1441 yılında doğan Ali Şir Nevai, 15.yy döneminde yaşamış bir alim. Bu yüzyıl önemli çünkü artık Türklük ve Müslümanlık birlikte anılır hale gelmiştir bu dönemde. Karahanlı dönemindeki acemi Müslümanlar gitmiş, yerini Arapçaya hakim, Arap ve Fars edebiyatında bir ekol oluşturacak kadar iyi olan bir Türk – Müslüman olgusu almıştır. Tabii her zaman olduğu gibi bir din asla sadece din olguları ile gelmemiş, dil ve edebiyatıyla da Türk düşünce ve kültür hayatını şekillendirmeye başlamıştır. 15.yy bu karmaşanın daha doğrusu Türlük – Müslümanlık çatışmasında dil olarak Müslümanlık dili olan Arapçanın ve edebiyat dili olarak da Farsçanın galip geldiği bir dönemdir. Türkçe hem Anadolu sahasında Osmanlı ulemalarınca hem de Orta Asya’da Çağatay üdebalarınca geri plana itilmişti. Ali Şir Nevai, Farsçanın Türkçeye üstünlüğünden değil; herhangi bir dilin Türkçeye üstünlüğünden ve bir Türk’ün anadilinden başka bir dilde eser vermesinden yakınmaktaydı. Ama karşılaştırmayı sadece Farsça üzerinden yapmasının nedenleri vardı.

Ali Şir Nevai, Muhakemetü'l Lügateyn eserinin başlangıcında dört büyük dilden bahseder. Hintçe, Türkçe, Arapça ve Farsça. Arapça, Allah kelamını taşıyan kutsal bir dildir; ayrıca Hz. Muhammed hadislerini de bu dille söylemiştir; bu yüzden Arapça herhangi bir dille kıyas kabul etmez. Türkçe, Farsça ve Hintçe için de bir hikayeden bahseder Ali Şir Nevai..

Ali Şir Nevai bu üç dili Hz. Nuh’un üç oğlu ile ilişkilendirir. Yafes Türkçeyi, Sam Farsçayı ve Ham ise Hintçeyi temsil eder. Ham, saygısız bir evlattır bu bakımdan Allah onun temsil ettiği kargacık burgacık bir hale getirip en zor anlaşılan dil yapmıştır.

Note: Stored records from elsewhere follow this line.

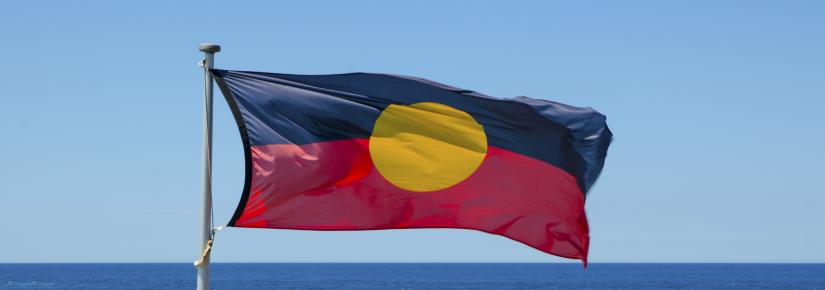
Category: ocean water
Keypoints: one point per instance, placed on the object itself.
(416, 276)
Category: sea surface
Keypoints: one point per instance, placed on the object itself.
(416, 276)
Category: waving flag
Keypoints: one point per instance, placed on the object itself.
(372, 151)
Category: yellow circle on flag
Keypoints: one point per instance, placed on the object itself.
(426, 146)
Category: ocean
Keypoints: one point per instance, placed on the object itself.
(416, 276)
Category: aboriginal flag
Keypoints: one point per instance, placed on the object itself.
(367, 151)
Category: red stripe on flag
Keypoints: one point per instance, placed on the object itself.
(334, 186)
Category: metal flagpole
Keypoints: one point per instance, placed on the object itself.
(209, 51)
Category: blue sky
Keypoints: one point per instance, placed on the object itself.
(716, 107)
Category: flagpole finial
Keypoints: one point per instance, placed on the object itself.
(209, 48)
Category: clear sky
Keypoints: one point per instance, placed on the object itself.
(716, 107)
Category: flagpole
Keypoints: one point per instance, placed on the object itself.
(209, 51)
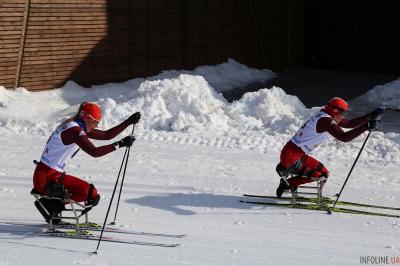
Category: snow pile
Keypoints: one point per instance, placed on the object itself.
(186, 104)
(386, 95)
(225, 76)
(269, 108)
(186, 107)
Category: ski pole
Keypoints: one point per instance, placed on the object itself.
(122, 182)
(351, 170)
(126, 154)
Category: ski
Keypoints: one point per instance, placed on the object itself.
(85, 235)
(325, 200)
(315, 207)
(97, 227)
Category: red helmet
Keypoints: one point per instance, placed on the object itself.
(90, 110)
(336, 105)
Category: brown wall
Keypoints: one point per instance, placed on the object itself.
(98, 41)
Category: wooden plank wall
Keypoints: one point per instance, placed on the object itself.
(99, 41)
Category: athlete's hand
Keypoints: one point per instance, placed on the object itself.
(125, 142)
(134, 119)
(376, 114)
(373, 124)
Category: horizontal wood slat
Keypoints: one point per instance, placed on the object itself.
(96, 41)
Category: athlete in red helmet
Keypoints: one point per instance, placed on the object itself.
(328, 121)
(73, 134)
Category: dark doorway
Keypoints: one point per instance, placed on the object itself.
(352, 35)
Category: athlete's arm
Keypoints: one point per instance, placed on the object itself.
(78, 136)
(107, 134)
(352, 123)
(327, 124)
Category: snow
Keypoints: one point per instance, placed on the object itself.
(194, 157)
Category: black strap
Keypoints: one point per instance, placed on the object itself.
(73, 155)
(90, 192)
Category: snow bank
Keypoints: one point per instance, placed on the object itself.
(186, 107)
(387, 95)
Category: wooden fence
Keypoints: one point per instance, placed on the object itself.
(44, 43)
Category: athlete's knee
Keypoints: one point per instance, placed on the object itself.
(93, 198)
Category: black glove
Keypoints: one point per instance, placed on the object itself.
(133, 119)
(372, 124)
(125, 142)
(376, 114)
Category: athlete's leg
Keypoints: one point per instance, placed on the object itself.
(311, 170)
(78, 188)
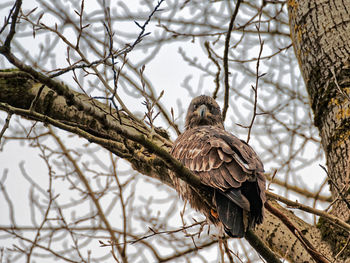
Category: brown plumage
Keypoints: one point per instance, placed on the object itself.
(223, 162)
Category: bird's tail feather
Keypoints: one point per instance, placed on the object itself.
(230, 214)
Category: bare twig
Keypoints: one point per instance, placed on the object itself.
(226, 70)
(317, 256)
(6, 125)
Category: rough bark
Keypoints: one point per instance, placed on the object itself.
(320, 31)
(130, 140)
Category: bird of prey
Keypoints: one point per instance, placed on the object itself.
(224, 163)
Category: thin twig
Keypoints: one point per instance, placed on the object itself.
(317, 256)
(227, 46)
(333, 219)
(6, 125)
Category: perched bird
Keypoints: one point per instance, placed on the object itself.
(224, 163)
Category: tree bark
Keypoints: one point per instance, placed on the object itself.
(320, 31)
(126, 138)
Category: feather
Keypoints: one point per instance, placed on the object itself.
(224, 163)
(230, 215)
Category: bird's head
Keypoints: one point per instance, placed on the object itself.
(203, 110)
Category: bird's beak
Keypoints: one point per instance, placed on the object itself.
(202, 110)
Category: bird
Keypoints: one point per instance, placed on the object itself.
(228, 167)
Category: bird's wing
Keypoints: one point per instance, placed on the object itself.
(221, 160)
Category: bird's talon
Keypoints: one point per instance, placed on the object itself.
(214, 213)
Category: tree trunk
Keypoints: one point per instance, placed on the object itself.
(320, 32)
(132, 142)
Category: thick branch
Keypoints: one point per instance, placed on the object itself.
(128, 139)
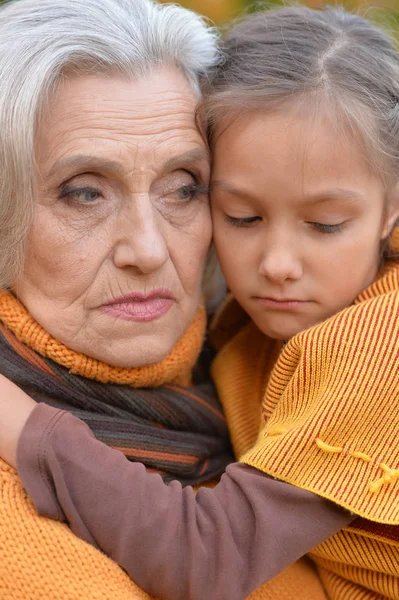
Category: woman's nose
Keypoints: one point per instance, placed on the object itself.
(281, 263)
(141, 242)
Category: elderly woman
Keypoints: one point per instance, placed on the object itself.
(105, 231)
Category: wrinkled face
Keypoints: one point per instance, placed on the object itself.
(298, 219)
(122, 226)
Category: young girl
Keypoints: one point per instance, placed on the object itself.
(303, 117)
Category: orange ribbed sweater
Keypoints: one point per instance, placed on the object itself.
(328, 403)
(41, 559)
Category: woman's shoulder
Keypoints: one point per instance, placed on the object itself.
(41, 558)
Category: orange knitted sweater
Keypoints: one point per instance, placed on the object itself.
(41, 559)
(328, 404)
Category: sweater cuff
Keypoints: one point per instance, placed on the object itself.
(31, 460)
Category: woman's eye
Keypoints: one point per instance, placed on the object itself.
(324, 228)
(84, 195)
(190, 191)
(241, 221)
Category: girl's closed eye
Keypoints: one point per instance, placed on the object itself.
(241, 221)
(326, 228)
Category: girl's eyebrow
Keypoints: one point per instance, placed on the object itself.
(334, 194)
(350, 195)
(226, 187)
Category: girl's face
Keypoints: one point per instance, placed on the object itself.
(298, 219)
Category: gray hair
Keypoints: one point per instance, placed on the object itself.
(302, 57)
(39, 41)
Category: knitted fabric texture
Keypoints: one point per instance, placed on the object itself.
(41, 559)
(175, 368)
(176, 431)
(329, 413)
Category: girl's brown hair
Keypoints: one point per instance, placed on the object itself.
(314, 58)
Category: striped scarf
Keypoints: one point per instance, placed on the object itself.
(177, 431)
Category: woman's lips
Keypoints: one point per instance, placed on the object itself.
(140, 307)
(284, 305)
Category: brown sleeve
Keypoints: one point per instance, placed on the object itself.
(219, 544)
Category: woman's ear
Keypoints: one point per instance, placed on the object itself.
(392, 211)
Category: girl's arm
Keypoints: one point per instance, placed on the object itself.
(222, 543)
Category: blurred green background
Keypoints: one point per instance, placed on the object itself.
(222, 11)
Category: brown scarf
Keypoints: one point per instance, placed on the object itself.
(180, 432)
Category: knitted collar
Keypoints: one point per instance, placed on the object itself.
(176, 367)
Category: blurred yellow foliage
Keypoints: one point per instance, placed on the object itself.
(221, 11)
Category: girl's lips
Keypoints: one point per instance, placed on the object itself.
(140, 307)
(284, 305)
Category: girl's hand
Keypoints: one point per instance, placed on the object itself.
(15, 408)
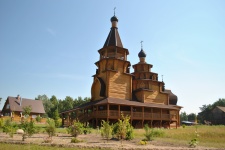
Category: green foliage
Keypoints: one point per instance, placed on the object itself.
(75, 140)
(183, 116)
(28, 128)
(130, 132)
(143, 142)
(123, 129)
(194, 142)
(38, 118)
(106, 129)
(2, 123)
(76, 129)
(206, 110)
(10, 127)
(50, 128)
(150, 133)
(87, 129)
(192, 117)
(27, 110)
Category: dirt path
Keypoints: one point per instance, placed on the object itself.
(93, 141)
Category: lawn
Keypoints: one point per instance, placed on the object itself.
(37, 147)
(209, 136)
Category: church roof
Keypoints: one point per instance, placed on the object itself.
(17, 105)
(142, 53)
(122, 102)
(113, 38)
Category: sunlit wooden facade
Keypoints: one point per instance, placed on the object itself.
(116, 91)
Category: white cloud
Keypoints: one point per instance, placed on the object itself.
(51, 31)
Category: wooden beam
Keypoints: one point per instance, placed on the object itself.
(107, 112)
(118, 111)
(142, 117)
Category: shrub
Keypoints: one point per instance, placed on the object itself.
(148, 133)
(75, 140)
(106, 129)
(50, 128)
(38, 118)
(10, 127)
(76, 129)
(87, 130)
(28, 128)
(143, 142)
(123, 129)
(130, 132)
(2, 123)
(194, 142)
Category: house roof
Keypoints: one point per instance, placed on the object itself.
(36, 105)
(221, 108)
(117, 101)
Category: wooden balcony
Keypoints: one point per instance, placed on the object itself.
(114, 114)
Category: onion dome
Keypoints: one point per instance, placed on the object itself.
(142, 53)
(114, 18)
(172, 97)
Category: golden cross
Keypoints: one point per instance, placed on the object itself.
(141, 44)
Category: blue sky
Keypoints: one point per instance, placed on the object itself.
(50, 47)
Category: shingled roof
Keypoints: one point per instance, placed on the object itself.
(122, 102)
(221, 108)
(18, 105)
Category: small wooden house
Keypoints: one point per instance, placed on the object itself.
(218, 115)
(13, 108)
(116, 91)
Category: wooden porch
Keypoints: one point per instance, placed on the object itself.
(139, 116)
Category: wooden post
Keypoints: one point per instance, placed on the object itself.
(62, 119)
(131, 113)
(107, 112)
(118, 111)
(161, 118)
(142, 117)
(96, 116)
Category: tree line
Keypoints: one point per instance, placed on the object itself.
(205, 113)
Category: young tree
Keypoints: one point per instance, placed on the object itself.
(76, 129)
(123, 129)
(106, 129)
(9, 127)
(46, 103)
(26, 111)
(192, 117)
(183, 116)
(50, 128)
(28, 128)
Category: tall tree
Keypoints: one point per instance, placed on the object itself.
(205, 114)
(54, 102)
(27, 110)
(0, 100)
(183, 116)
(192, 117)
(68, 103)
(46, 103)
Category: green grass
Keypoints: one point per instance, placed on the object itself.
(37, 147)
(209, 136)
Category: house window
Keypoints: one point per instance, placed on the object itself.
(34, 116)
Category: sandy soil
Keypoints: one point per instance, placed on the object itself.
(93, 141)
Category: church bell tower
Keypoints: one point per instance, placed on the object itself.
(112, 78)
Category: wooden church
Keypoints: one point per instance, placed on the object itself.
(116, 91)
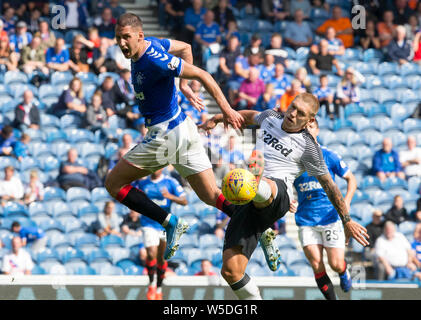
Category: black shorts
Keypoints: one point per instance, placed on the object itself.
(248, 223)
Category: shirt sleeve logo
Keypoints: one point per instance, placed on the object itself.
(173, 64)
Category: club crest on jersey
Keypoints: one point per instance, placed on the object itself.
(139, 78)
(173, 64)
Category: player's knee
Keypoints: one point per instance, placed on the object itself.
(229, 274)
(337, 265)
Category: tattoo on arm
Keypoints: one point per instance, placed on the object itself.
(335, 196)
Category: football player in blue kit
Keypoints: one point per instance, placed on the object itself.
(163, 190)
(172, 137)
(319, 224)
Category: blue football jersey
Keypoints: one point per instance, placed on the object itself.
(153, 190)
(153, 81)
(314, 207)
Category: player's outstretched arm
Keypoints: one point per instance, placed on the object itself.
(183, 50)
(230, 116)
(211, 123)
(352, 228)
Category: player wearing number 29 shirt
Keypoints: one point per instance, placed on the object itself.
(319, 224)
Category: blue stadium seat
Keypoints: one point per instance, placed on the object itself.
(72, 255)
(37, 209)
(88, 240)
(37, 270)
(58, 241)
(103, 75)
(408, 69)
(411, 126)
(407, 227)
(414, 185)
(372, 81)
(9, 161)
(295, 257)
(405, 95)
(15, 77)
(134, 271)
(100, 193)
(47, 254)
(99, 255)
(60, 149)
(118, 253)
(70, 121)
(360, 197)
(111, 241)
(189, 241)
(54, 193)
(394, 183)
(54, 135)
(77, 193)
(61, 78)
(371, 183)
(394, 82)
(413, 82)
(15, 209)
(210, 241)
(60, 209)
(387, 68)
(263, 26)
(87, 78)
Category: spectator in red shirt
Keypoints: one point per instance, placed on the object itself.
(206, 269)
(250, 90)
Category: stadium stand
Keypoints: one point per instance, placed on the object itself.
(388, 98)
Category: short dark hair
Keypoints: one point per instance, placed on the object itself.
(129, 19)
(15, 224)
(7, 130)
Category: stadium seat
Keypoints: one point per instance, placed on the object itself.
(61, 78)
(408, 69)
(387, 68)
(6, 161)
(131, 241)
(89, 240)
(99, 255)
(37, 270)
(70, 121)
(302, 270)
(14, 209)
(118, 253)
(15, 77)
(295, 257)
(413, 82)
(54, 193)
(407, 227)
(394, 183)
(393, 82)
(111, 241)
(77, 193)
(88, 214)
(414, 185)
(411, 125)
(87, 78)
(100, 193)
(210, 241)
(189, 241)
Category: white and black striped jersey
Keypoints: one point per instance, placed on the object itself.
(287, 155)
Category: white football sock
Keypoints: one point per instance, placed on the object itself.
(264, 192)
(246, 289)
(167, 219)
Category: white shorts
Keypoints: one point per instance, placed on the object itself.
(330, 236)
(152, 236)
(175, 141)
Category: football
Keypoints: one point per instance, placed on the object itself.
(239, 186)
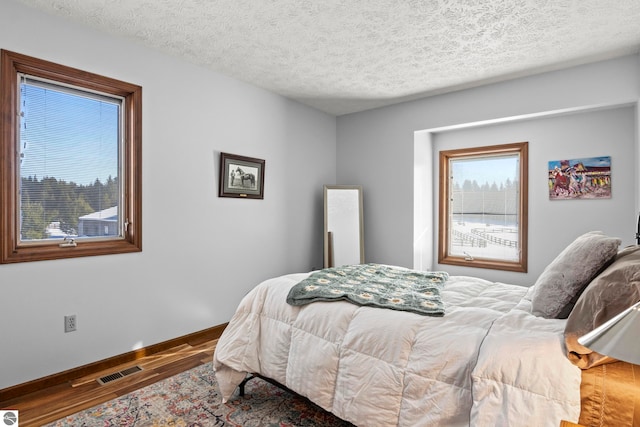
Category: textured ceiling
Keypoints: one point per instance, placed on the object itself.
(343, 56)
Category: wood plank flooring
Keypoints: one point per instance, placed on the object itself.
(44, 406)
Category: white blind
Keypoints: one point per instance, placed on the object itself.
(69, 162)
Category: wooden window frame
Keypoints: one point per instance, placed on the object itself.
(444, 233)
(11, 251)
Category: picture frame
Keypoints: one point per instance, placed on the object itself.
(580, 178)
(241, 177)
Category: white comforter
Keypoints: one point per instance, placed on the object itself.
(487, 362)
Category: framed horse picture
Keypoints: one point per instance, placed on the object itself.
(584, 178)
(241, 177)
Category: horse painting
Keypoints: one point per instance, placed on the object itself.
(248, 177)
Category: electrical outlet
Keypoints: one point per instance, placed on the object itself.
(70, 323)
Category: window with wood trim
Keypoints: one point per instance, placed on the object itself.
(483, 207)
(70, 162)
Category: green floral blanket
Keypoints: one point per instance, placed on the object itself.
(376, 285)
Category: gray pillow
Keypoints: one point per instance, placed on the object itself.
(613, 291)
(561, 283)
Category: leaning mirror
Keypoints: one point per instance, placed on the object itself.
(343, 225)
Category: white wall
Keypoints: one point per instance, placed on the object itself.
(201, 253)
(385, 151)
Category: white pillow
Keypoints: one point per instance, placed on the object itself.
(561, 283)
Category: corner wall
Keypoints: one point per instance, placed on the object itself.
(201, 253)
(377, 149)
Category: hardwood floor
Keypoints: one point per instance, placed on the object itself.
(47, 405)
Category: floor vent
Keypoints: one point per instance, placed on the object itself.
(119, 374)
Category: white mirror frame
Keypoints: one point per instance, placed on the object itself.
(343, 225)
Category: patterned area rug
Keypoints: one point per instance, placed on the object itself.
(192, 399)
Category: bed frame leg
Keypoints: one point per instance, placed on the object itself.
(244, 382)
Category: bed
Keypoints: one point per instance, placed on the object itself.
(496, 356)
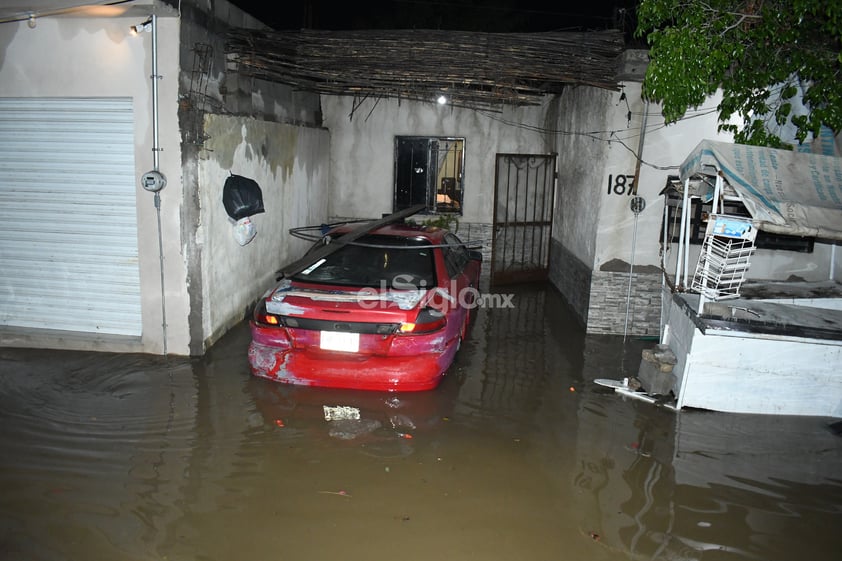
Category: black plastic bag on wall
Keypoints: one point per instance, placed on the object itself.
(242, 197)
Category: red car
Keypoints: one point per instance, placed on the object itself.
(386, 311)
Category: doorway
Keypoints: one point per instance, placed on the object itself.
(524, 186)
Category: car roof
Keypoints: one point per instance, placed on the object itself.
(432, 234)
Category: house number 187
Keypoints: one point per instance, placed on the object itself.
(620, 184)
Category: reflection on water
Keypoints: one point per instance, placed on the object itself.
(518, 455)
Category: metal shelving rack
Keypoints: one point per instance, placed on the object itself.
(725, 258)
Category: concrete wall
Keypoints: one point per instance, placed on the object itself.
(598, 240)
(206, 284)
(274, 140)
(99, 57)
(290, 164)
(363, 149)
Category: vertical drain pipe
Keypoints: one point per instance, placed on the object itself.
(637, 205)
(155, 159)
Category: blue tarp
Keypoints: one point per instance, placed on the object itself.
(785, 192)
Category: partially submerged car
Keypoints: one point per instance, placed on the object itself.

Bu bakımdan Türkçe ile Hintçenin yarıştırılamayacağı kanısına varıyor Ali Şir Nevai.

Nevai Farsça ile Türkçeyi kıyaslayacak yetkinlikte mi?

Bu soruyu daha Muhakemetü'l Lügateyn’in ilk sayfalarında yani takdim yazısında veriyor Ali Şir Nevai. 15 yaşından beri Farsça şiirler yazdığını, bu bakımdan Farsçayı kendi devrinden ondan daha iyi bilen kimse olmadığından bahsediyor. Ayrıca eserinin son kısmında anadilleri Farsça ve Türkçe olanların yazdıkları şiirleri ona getirdiği ve onun kendilerini düzeltmesini istediklerini belirtir. Bu bakımdan bu iki dil için otorite sayıldığını vurgular.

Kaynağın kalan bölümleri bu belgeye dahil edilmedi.